NEW YORK – Instead of learning about the constitutional rights and laws that established America as a free, sovereign, and secure nation, students in many U.S. public schools are learning how to delegate global issues before the United Nations.

The Model United Nations Program, which began over 60 years ago, only existed in ‘highly selective’ high schools and colleges until 2001, when the Annenberg Foundation awarded $5 million to the United Nations Association of the United States of America (UNA-USA) to create Global Classrooms, an initiative that expanded the Model UN program to urban middle and high schools across the country.

The Annenberg Foundation is the money behind the Annenberg Institute of School Reform, which works to expand the same secular education reform that President Obama supported through the Chicago Annenberg Challenge.

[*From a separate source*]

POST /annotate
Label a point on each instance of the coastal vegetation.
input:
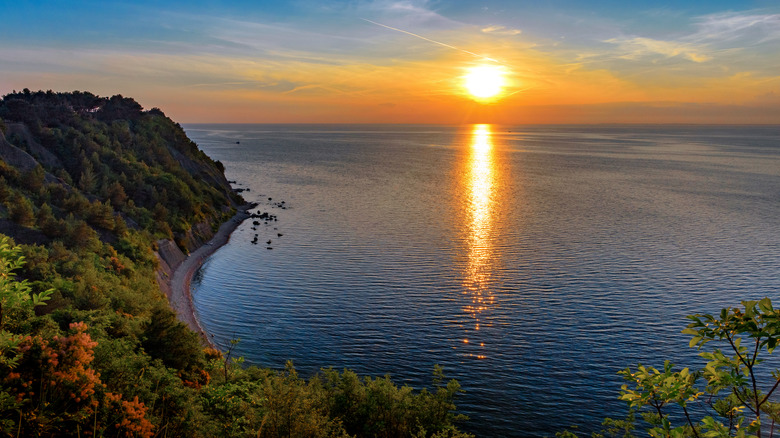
(89, 346)
(730, 396)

UNA-USA’s website says Global Classrooms teach students to be global citizens and describes the program as a “premiere international education program offering students valuable insight into the growing influence of globalization”.

Students, who participate as delegates from different countries, are instructed to research global issues, draft resolutions, and prepare to ‘represent’ at a Model UN conference.

Global Classrooms function in twenty-four major cities around the world and Model UN Conferences are held in nineteen different partner cities.

In addition to the Annenberg Foundation, UNA-USA’s Global Classrooms aresponsored by, among others, the U.S. Department of State, Newman’s Own Foundation, UPS, and top Common Core contributor, the Bill and Melinda Gates Foundation.

The Central Texas Model United Nations program was founded at the University of Texas at Austin in 1994. Today, over four hundred high school students from across Texas compete in Model UN every year.

The World Affairs Council of Dallas/Forth Worth promotes both the Model UN program for middle and high school students provided through UNA-USA and a Model UN program for elementary school students called GEMUN (Global Elementary Model United Nations).

GEMUN, as shown in the video above, is sponsored by The Robert Muller School. The late Robert Muller, a former Assistant-Secretary-General of the United Nations, was an esoteric luciferian worshiper, who created his own curriculum and started a small group of schools in Arlington, Texas.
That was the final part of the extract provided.